That sounds wonderful, LostCove! Good for you. :-)
It just occurred to me that we now have three who are in the "EFL black hole." This, not *just* flakiness, is probably most of the reason I'm still searching so much.
Speaking of which, Superintendent Search might turn out to be almost as big a discovery for our family as EFL. He's certainly vanished almost as completely. After his success in Pueblo, he moved to Los Angeles, and attempted to implement his system there, apparently with disastrous results. IDK if this was due to the scale effects you mentioned, or just that LA is messed up. Maybe some of both. Reminds me of Jamie Oliver's failure to reform their school lunches. :-D
His son Frederick became a famous cellist and composer -- one might even say a "prodigy," but one who earned the money for his first cello at age 10, by selling chickens. He ended up living in Carmel, and was the music director at the Del Monte Hotel, where so many of Kathleen Norris's characters met with near-disaster. ;-) Because of this family connection, there's a box of Preston W. Search's papers in -- of all unlikely places -- the music library at UC Berkeley. Maybe I can get a local contact to Search through it for us. (Sorry...)
Anyway, I've started reading "An Ideal School," and I do think EFL was influenced by his system. Her description of the math lessons is similar to his, even down to the language (e.g., "suggestions," "a piece of work"). Unlike her, though, he has a lot to say about adolescence. His thinking on that subject is generally in tune with G. Stanley Hall's, without all the over-the-top parts. I'm encouraged by the fact that his son turned out to be both a gifted adolescent and a functional adult.

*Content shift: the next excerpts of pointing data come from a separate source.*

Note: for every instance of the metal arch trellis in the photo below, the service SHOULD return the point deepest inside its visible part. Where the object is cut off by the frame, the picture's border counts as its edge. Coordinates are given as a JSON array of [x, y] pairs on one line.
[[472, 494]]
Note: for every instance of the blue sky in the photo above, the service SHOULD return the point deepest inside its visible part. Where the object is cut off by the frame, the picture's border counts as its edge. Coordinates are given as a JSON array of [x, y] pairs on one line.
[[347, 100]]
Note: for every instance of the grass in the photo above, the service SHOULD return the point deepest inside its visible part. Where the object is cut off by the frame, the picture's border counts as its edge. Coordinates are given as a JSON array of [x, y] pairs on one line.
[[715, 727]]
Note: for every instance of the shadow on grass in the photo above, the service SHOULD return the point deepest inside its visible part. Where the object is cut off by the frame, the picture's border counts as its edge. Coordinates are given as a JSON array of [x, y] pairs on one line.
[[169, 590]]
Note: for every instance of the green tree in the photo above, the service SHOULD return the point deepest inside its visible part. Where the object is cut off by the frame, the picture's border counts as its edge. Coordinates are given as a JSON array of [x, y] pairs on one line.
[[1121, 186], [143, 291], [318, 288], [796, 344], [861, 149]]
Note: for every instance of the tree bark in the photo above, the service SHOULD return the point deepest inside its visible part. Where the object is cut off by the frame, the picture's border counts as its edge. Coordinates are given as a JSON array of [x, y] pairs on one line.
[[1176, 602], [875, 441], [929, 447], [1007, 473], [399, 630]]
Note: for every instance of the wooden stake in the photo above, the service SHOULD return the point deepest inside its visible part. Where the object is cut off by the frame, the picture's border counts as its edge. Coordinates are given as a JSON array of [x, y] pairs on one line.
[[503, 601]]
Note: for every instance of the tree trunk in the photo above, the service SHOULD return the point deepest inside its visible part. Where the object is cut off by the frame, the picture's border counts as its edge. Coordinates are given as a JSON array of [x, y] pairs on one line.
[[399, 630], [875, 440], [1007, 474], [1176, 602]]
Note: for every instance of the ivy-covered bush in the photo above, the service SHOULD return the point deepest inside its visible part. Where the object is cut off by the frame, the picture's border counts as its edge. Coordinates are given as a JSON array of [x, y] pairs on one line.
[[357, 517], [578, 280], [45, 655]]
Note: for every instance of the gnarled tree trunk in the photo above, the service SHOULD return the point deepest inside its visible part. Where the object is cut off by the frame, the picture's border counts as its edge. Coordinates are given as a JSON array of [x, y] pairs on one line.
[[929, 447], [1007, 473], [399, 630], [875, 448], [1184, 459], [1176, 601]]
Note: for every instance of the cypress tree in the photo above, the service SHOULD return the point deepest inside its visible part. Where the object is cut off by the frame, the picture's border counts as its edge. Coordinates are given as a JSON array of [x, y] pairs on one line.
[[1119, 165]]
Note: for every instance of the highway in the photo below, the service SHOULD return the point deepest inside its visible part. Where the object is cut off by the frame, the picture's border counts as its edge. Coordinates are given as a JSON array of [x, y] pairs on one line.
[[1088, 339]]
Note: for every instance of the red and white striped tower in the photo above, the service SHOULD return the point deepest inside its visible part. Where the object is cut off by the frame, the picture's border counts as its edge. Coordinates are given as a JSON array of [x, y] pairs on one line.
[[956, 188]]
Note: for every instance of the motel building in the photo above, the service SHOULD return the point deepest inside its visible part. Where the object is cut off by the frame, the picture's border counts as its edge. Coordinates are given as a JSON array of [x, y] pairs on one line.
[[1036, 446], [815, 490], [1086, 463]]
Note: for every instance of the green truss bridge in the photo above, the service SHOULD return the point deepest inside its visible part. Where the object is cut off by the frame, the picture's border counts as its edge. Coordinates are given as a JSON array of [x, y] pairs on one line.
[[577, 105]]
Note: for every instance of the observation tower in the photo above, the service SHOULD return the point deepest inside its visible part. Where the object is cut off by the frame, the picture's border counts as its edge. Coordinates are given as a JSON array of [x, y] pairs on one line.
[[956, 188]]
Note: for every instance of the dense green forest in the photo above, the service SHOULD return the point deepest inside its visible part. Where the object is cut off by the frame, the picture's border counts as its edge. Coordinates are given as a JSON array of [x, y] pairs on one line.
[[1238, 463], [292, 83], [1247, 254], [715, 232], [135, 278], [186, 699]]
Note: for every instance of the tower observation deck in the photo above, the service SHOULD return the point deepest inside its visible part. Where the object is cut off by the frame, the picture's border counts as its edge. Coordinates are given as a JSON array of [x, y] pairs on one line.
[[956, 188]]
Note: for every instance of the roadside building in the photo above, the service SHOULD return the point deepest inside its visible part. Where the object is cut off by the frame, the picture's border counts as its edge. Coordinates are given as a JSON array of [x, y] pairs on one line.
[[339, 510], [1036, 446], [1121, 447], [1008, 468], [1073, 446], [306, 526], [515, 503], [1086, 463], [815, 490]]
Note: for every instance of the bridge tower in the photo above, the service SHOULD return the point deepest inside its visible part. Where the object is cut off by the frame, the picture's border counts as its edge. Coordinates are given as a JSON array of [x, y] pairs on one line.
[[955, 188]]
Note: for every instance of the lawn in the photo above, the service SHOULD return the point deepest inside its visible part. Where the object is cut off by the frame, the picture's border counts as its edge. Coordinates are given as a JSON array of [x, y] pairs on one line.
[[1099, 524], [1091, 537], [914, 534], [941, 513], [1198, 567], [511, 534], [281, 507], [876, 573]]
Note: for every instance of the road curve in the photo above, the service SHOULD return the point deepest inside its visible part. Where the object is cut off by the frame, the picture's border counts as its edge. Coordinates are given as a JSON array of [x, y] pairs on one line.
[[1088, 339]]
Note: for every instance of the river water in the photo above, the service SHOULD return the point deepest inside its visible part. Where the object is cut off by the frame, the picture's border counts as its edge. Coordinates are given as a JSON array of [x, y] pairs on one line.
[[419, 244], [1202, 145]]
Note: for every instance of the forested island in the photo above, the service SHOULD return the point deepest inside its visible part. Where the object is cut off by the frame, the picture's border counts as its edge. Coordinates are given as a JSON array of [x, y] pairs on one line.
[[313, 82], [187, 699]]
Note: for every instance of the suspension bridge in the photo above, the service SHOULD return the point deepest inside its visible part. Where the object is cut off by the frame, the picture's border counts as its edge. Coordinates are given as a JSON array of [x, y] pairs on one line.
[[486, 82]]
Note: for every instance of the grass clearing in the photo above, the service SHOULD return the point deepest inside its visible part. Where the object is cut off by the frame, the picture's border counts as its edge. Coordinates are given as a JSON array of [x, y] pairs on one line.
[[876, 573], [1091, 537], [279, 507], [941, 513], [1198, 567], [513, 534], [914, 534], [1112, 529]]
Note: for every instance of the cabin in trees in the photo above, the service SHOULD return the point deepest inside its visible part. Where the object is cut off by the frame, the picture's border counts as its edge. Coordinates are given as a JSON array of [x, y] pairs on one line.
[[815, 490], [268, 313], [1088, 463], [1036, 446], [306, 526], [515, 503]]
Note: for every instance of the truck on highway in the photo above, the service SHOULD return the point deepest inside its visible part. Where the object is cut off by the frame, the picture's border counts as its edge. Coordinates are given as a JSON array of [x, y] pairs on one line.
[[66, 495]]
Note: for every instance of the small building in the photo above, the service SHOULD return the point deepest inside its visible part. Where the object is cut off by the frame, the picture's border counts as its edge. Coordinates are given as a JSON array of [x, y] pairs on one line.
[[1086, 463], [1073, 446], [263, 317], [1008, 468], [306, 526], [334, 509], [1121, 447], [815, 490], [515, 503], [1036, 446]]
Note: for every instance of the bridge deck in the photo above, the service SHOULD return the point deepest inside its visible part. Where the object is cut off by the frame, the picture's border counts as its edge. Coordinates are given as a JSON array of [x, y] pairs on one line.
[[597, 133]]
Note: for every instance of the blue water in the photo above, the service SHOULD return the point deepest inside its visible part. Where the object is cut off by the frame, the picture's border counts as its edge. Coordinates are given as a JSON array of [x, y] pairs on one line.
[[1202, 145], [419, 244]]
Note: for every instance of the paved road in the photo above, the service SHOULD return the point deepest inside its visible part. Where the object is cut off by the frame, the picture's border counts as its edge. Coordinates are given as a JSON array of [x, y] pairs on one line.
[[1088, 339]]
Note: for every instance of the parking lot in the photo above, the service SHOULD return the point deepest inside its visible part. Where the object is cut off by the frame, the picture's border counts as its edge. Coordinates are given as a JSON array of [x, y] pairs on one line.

Search refers to his ideal high school as the "gymnasium," not so much for the connection with classical education as for the emphasis on "expenditure of potential energy in kinetic exercises." (I'm envisioning this as including not just PE, but, say, Fr. Donnelly-style oral language work.)
"The studies and media of the gymnasium or high school are choices in the sciences, grammar, Latin (and possibly Greek), French, German, literature, history, algebra and geometry, design, creation, play, gymnastics, music, and art. (...)
Owing to the excessive growth during this period, the adolescent needs an abundance of wholesome food, omitting confections and pastries, nine hours of sleep with no overindulgence, well-directed occupation, the storage of the mind with good things, plenty of fresh air and exercise, and almost constant companionship."https://archive.org/...ge/n10/mode/2up
Argh, yes, the confections. :-P Easter candy did a number on all of us, but especially my older ones. Robinson was right about that.
This all seems compatible with EFL, and much of it also lines up with Montessori's tentative adolescent plan. The second link below has a chart that compares 0-12 "normalization" with 12-24 "valorization."http://liveandlearnf...-school-part-1/http://liveandlearnf...-school-part-2/
The "almost constant companionship" might be the hardest part for homeschoolers, though, especially with current trends. Siblings are sometimes the answer, but not always, especially for the eldest. And adult mentors are hard to find. Recently, I've thought seriously about enrolling a couple of my children in neo-classical co-ops or part-time schools. I might have done it -- despite my academic objections -- if there were a Catholic option that went through high school. But there aren't any around here, which seems to tip the balance for our family.
The common thread that stands out to me with Search, Montessori, and EFL, is that the adolescent needs to find his or her own meaningful work. Just like everyone else does, but even more so. And this work is tied to the needs of the family and community, which doesn't have to mean primarily farm work. Even a family farm, in itself, isn't likely to meet all of the adolescent's needs. (The Erdkinder programs have loads of specialized teachers and mentors.)
For our circumstances, it would make sense to encourage work that involves technology, or ecology, or helping others in various ways. Or some combination of the above. And we're sort of already leaning this way, though I haven't been viewing it as something central. Which it does seem to be. We just need to find more ways to make connections with other people nearby.
Of course, the children can also put real effort into religion and the arts, but those are more "schola" than work. At this age, while they're still figuring out their goals and abilities, they seem to need both.
So... I guess I'm getting a bit more of a sense of what we're supposed to be doing. Not a moment too soon. :-P
Edited by ElizaG, 30 April 2017 - 05:25 PM.